Butcher is an applied microeconomist whose research focuses on children and families, immigration, health, criminal justice, labor economics, social mobility, and higher education.
Prior to joining the Chicago Fed, Butcher served as director of the Center on Children and Families at the Brookings Institution, where she was a senior fellow in Economic Studies. She is the inaugural holder of the Marshall I. Goldman Chair in Economics at Wellesley College, where she chaired the economics department for six years.
This will be Butcher’s second stint at the Chicago Fed after working as a senior economist in the Bank's Economic Research Department from 2002-2007. She also served as a program officer at the John D. and Catherine T. MacArthur Foundation, held faculty positions at Virginia Tech and Boston College, as well as visiting faculty positions at Princeton and MIT.
Butcher holds a Ph.D and M.A. in economics from Princeton University, an M.Sc. in economics from the London School of Economics, and a B.A. in economics from Wellesley College.
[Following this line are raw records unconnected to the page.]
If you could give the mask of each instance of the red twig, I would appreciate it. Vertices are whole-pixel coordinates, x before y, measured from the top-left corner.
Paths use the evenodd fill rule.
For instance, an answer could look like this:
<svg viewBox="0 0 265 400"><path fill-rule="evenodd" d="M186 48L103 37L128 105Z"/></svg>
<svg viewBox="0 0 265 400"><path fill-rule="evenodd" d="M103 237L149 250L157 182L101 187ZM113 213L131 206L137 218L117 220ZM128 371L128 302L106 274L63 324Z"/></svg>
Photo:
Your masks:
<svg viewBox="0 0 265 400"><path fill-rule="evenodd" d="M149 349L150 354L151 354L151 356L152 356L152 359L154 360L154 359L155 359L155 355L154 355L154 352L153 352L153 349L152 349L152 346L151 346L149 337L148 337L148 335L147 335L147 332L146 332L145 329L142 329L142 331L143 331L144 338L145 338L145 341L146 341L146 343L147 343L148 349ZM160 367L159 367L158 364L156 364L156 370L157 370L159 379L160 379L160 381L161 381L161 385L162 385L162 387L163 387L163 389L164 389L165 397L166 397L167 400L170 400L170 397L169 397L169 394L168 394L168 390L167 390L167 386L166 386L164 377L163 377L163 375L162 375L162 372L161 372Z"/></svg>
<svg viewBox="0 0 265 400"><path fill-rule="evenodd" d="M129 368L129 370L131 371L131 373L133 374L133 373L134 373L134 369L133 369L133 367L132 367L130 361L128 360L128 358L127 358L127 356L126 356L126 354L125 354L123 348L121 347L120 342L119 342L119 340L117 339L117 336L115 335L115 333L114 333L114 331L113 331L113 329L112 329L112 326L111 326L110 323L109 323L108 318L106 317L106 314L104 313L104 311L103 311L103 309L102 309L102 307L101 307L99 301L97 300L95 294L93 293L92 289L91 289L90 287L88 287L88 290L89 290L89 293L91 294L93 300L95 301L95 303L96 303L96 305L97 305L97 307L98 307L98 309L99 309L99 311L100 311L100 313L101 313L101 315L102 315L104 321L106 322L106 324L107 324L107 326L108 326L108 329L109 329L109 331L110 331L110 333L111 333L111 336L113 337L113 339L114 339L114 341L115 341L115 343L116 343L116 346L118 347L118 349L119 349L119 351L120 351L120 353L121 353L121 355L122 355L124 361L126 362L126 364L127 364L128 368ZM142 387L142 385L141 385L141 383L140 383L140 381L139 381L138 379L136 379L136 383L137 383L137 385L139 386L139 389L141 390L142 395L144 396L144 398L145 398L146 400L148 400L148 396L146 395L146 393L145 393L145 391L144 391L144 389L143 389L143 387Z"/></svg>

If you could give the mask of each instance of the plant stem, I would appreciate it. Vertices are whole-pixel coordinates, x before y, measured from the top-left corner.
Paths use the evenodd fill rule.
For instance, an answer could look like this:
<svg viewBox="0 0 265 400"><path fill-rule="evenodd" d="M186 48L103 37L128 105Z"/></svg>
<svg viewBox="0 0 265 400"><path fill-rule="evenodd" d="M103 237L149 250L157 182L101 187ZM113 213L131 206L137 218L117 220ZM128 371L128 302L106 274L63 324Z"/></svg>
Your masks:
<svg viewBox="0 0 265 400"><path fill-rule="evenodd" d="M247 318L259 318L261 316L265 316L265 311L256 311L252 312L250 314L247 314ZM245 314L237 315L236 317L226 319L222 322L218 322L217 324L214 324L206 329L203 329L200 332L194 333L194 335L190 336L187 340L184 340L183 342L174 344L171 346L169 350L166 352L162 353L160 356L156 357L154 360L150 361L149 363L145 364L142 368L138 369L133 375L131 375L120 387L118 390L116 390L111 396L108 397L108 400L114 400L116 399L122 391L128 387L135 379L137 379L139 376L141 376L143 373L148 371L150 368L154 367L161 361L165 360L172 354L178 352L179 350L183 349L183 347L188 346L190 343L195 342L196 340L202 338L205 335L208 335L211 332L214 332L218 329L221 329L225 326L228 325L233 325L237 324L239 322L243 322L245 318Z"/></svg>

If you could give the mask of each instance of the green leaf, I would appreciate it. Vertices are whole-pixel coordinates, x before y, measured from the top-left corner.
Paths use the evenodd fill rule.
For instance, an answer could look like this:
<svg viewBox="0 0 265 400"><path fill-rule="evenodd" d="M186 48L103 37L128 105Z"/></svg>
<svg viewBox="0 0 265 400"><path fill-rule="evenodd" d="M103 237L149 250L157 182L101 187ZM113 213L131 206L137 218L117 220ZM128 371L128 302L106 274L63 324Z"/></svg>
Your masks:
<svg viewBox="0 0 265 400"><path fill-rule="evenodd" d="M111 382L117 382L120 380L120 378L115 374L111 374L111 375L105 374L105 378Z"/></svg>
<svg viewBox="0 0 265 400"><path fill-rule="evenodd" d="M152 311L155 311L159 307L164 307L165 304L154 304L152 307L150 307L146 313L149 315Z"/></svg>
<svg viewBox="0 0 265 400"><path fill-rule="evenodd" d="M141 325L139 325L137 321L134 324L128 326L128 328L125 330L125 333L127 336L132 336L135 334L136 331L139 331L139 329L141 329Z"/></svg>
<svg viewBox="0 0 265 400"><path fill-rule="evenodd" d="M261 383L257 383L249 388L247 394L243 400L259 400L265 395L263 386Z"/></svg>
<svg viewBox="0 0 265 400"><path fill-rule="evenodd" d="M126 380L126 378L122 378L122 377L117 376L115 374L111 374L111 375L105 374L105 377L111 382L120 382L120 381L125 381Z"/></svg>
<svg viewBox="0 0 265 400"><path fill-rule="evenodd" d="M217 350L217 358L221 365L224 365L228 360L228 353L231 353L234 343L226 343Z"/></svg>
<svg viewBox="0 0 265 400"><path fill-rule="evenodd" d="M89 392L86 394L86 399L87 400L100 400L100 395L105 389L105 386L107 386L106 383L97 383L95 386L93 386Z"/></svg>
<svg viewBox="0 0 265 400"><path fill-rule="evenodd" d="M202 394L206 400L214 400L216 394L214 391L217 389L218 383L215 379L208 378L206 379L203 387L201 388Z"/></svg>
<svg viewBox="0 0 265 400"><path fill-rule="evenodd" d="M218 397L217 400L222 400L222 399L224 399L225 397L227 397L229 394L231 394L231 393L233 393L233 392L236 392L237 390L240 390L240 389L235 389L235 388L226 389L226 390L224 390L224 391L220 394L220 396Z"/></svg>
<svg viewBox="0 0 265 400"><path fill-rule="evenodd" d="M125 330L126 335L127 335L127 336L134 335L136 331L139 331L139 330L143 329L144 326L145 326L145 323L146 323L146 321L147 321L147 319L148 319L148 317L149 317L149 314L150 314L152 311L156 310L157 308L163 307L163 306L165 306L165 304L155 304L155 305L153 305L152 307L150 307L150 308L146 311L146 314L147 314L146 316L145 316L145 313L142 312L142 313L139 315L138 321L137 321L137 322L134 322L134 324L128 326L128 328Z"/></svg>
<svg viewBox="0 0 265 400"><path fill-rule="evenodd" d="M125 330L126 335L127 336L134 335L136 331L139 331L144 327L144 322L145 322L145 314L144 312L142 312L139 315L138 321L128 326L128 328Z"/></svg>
Federal Reserve Bank of Chicago Background
The Federal Reserve Bank of Chicago is one of 12 regional Reserve Banks that, along with the Board of Governors in Washington, D.C., make up the nation’s central bank. The Chicago Reserve Bank serves the seventh Federal Reserve District, which encompasses the northern portions of Illinois and Indiana, southern Wisconsin, the Lower Peninsula of Michigan, and the state of Iowa. In addition to participation in the formulation of monetary policy, each Reserve Bank supervises member banks and bank holding companies, provides financial services to depository institutions and the U.S. government, and monitors economic conditions in its District.